Working at these outreaches made evident to me all of the organizational layers that went into planning one day of outreach.  The local volunteers spread the word of Unite For Sight’s outreach to that village and planned a location for the screening processes.  They were key for the success of an outreach, helping with unexpected problems and especially with translating.  We came to the villages with the ophthalmic nurses, who talked with every single patient about their eye problems and treated their symptoms.  The medicines they prescribed were either subsidized greatly or available free from Unite for Sight, with eyeglasses sold that came from donations across the United States.  My fellow volunteers and I primarily ran the registration, visual acuity, and dispensing stations, where we gave out these medications and eyeglasses that were prescribed by the local eye doctors.  In between working at all of these stations, I also found time to enter and organize patient data as well as observe the ophthalmic nurses examining patients.

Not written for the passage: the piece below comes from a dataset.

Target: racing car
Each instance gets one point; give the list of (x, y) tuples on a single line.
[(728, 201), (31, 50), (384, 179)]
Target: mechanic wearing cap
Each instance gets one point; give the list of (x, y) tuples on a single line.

Although I love to travel and I am fascinated with medicine, I never would have thought that I would have an opportunity such as this to work directly with a clinic abroad and see how healthcare can be spread to even the most impoverished populations, especially just after my first year of college.  I not only directly interacted with patients, helped organize outreaches, observed surgeries, and raised money and eyelasses for the organization, but I also learned important lessons about developing healthcare internationally.  Along with this, I investigated successful processes and theories that help local clinics extend care to large populations of people, which is exactly what Unite for Sight strives to do.

With my strong interest in the operation and functioning of clinics abroad, my experience with Unite For Sight has been remarkable.  Unite For Sight works very efficiently and effectively at extending eye care to multitudes of patients each week, and serves as a model for other nonprofit organizations by incorporating both idealistic and practical methods to ensure the greatest success – defined by the number of patients seen, the number of surgeries performed, the number of people whose lives have been changed by restoring their vision.